Washington, still thinking of the sword and the possibility of winning the war, looked around, distracted. “Who, Billy? Lieutenant Lake?”

Billy laughed, musically. It was a feminine laugh for so big a man. “He seems fine enough, sir, if a little comic. No, sir, I meant the foreign gentleman.”

“Ah, Lafayette?”

“Yes, sir! I liked him directly. An’ I thought a funny thing, sir. Which I wanted to say, if allowed.”

“Go ahead, Billy. There’s never been secrets between us two.”

“He’s like your son, sir. If’n you had one.”

As he was on duty for the staff that day, Lake was sporting his best clothes, worn though they were. They had been new when the twelve guineas had been paid over, but constant service had already ruined the two new shirts, and the smallcothes were dull with dirt. The new sword and its beautiful belt of red silk and gold lace looked odd against his stained waistcoat, and he covered the magnificence of the belt with his sash during the rest of his duty.

When he was done, he borrowed a clothes brush from one of the servants at headquarters and gave himself a good brushing, and then took himself to the fine brick house near the City Tavern to pay his respects. He told himself that he owed it to the lady of the house to thank her for her help in selling his plunder.

A pretty Irish girl opened the door and made a curtsy to him, an unaccustomed politeness. He smiled back.

“Lieutenant Lake to see Mrs. Lovell,” he said, and she showed him into the hall. She gave a sniff when she got a better look at his clothes, and his spirits plummeted.
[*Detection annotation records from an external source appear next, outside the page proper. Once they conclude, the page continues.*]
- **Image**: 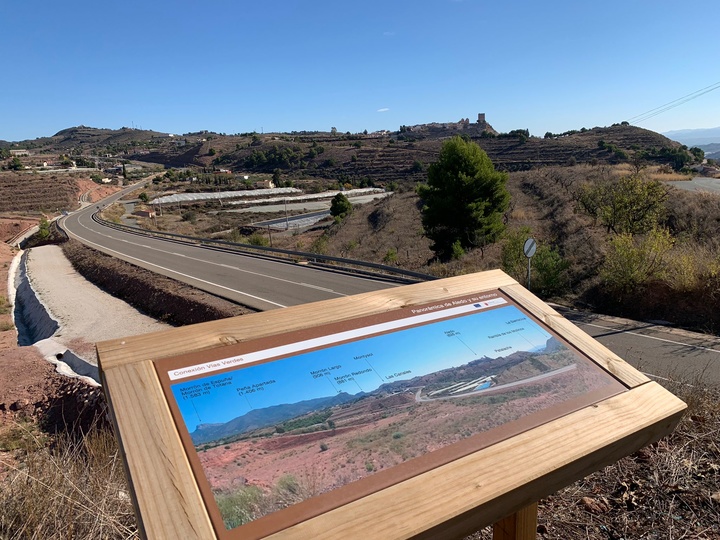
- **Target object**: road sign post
[523,238,537,290]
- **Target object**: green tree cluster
[417,136,510,260]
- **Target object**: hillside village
[0,120,720,540]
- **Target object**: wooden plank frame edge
[101,361,216,540]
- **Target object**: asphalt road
[556,306,720,386]
[61,185,394,310]
[62,184,720,385]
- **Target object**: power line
[628,81,720,124]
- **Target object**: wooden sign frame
[97,271,685,539]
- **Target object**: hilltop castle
[405,113,497,136]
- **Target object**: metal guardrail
[92,212,437,283]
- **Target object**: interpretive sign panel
[97,271,685,540]
[156,291,627,538]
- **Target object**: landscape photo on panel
[169,297,617,530]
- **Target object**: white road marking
[63,225,287,307]
[300,283,338,296]
[71,215,347,298]
[579,322,720,353]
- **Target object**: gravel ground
[28,246,169,364]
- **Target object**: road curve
[61,184,395,311]
[61,188,720,385]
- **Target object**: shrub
[600,229,673,296]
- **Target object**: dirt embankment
[63,240,252,326]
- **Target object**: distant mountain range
[190,337,564,445]
[663,127,720,144]
[190,392,363,444]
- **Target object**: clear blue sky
[172,306,550,432]
[0,0,720,141]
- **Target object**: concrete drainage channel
[10,251,100,386]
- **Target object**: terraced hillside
[0,172,78,212]
[130,125,686,185]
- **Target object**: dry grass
[0,424,137,540]
[470,381,720,540]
She vanished and was replaced a few moments later by a middle-aged man rather run to fat, dressed in resplendent black wool with fancy buckled shoes. George bowed and the man returned it very civilly.

“It is not often that one of Mr. Washington’s officers graces me with his attentions.”

George was not familiar enough with civil society to know what to make of this apparent raillery, nor to know how to deal with a man to whom he had not been introduced. He bowed again. “I had hoped—”

“To see my wife? She’s in the drawing room, where I’ll escort you. Damn, don’t they feed you in the Continental Army? I’m Silas Lovell, by the way. And I remain loyal to my king.”

George was somewhat taken aback by the last declaration and indeed was feeling quashed by the whole experience, so that when he entered the parlor he missed Betsy altogether. He made a small bow to Mrs. Lovell, sitting by the fire in a wingback chair.

“Your servant, ma’am,”

“George Lake. Goodness, sir, have a seat. Mary, put a cloth on that chair. Lieutenant Lake, your breeches are too…filthy to be intimate with my furniture.”

George sat hesitantly and realized that Betsy was behind her mother, smiling at him where her parents couldn’t see her.

“I called to thank you for your kindness in sending me to Dodd’s, ma’am.”

“I thought he might serve you. But you might have bought some new clothes.”